We czwartek izba wyższa kazachskiego parlamentu, Senat, jednogłośnie poparła inicjatywę referendum. Wcześniej to samo uczyniła izba niższa, Madżlis. Senatorzy i deputowani dowodzili, że przedłużenie kadencji szefa państwa jest konieczne, by „nie odwracać wyborami uwagi prezydenta od rozwiązywania ważnych problemów kraju”.

Ale najwyraźniej to jeszcze nie koniec całej sprawy. Społeczna grupa inicjatywna, która już zebrała 3,1 miliona podpisów obywateli popierających referendum, nie składa broni. Według szefa grupy, rektora uniwersytetu w Semipałatyńsku Jerłana Sydykowa, jest taka możliwość.

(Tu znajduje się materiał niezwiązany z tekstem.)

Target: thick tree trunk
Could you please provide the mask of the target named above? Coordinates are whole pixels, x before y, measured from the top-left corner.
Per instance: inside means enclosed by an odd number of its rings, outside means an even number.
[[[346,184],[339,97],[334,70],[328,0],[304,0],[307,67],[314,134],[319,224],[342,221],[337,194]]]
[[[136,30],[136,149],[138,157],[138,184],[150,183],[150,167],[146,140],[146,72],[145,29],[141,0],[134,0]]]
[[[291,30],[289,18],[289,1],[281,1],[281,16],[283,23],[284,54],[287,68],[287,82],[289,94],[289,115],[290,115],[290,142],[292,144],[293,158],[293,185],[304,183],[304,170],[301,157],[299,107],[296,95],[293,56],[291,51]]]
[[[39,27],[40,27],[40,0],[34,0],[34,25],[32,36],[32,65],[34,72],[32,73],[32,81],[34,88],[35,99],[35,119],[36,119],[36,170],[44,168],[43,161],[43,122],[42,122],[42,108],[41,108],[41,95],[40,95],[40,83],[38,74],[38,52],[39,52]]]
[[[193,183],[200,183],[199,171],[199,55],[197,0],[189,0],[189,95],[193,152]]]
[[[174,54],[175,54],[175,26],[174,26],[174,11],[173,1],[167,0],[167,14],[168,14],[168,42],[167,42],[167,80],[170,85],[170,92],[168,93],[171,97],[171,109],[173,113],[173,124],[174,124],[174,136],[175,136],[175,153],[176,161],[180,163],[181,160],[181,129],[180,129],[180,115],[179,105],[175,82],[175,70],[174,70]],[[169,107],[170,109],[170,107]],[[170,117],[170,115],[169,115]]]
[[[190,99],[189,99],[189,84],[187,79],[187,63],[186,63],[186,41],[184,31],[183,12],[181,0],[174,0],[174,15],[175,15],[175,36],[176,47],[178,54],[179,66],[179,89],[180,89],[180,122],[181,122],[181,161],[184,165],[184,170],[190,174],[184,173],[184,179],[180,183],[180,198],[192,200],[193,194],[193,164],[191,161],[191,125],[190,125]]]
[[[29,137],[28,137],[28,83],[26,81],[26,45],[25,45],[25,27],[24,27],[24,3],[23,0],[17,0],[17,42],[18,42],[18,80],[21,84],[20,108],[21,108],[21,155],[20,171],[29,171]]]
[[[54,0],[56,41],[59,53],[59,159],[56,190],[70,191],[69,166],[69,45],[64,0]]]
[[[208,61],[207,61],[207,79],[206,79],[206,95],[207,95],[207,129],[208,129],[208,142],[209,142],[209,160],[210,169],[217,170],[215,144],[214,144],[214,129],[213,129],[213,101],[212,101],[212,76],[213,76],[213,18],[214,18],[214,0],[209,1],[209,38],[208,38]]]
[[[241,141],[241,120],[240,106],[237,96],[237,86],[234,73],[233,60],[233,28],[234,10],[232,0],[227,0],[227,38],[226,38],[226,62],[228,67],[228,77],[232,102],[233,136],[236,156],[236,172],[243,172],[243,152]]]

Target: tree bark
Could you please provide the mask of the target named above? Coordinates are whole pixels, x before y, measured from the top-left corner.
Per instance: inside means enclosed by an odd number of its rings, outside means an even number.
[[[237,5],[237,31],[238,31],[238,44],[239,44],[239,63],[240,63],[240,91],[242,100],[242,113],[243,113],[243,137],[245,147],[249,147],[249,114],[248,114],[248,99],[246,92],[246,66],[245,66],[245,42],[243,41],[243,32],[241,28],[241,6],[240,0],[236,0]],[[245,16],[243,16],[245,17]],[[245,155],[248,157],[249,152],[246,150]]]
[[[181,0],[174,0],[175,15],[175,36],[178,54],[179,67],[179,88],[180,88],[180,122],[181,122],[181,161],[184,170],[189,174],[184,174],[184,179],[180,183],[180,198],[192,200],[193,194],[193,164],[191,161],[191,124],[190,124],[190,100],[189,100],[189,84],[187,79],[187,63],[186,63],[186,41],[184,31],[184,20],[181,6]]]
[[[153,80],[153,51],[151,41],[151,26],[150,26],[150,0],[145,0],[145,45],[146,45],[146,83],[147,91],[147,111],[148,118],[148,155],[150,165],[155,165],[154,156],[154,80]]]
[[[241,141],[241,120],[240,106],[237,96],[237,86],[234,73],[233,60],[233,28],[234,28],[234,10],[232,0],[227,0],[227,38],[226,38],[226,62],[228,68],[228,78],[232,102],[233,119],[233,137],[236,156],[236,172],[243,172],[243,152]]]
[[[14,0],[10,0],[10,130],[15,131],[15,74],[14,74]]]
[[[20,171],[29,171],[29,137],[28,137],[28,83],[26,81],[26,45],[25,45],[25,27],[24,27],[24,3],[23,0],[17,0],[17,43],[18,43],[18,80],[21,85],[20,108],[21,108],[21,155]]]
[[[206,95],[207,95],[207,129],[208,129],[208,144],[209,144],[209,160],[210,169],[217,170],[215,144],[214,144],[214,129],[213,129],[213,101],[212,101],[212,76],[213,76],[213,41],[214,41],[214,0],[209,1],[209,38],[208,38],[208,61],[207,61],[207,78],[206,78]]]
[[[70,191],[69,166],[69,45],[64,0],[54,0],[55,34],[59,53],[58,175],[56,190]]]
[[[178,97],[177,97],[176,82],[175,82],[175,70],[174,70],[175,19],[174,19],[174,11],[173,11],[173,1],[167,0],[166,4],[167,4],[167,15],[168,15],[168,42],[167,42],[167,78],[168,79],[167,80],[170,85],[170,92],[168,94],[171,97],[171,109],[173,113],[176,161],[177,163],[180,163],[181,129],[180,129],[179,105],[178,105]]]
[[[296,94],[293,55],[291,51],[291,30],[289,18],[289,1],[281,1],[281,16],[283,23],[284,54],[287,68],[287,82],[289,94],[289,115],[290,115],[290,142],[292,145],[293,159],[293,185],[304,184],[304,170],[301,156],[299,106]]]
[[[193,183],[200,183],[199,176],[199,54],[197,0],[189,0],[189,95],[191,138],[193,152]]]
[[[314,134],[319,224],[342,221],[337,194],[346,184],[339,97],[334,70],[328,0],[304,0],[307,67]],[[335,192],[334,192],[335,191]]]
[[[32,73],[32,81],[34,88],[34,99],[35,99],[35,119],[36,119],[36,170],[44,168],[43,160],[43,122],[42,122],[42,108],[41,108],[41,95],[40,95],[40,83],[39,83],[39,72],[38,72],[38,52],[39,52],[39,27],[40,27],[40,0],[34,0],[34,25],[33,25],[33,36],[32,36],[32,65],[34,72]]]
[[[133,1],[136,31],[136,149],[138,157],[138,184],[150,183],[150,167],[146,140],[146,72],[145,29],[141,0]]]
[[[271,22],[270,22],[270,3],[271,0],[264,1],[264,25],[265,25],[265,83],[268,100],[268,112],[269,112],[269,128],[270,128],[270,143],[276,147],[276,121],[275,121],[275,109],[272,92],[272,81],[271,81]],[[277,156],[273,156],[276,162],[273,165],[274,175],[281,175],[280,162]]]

– Zgodnie z prawem prezydent może się nie zgodzić na propozycję referendum. Ale parlament może weto odrzucić – mówił, cytowany przez kazachski portal Wiesti. Do tego potrzebne jest 4/5 głosów każdej z obu izb parlamentu.

Nazarbajew był działaczem Komsomołu i KPZR, a od 1989 r. I sekretarzem KC KP Kazachstanu. W 1990 r. parlament wybrał go na urząd prezydenta. W 1991 r. został wybrany ponownie, tym razem w wyborach powszechnych, a potem na kolejne kadencje. Obecna kończy się w 2012 r.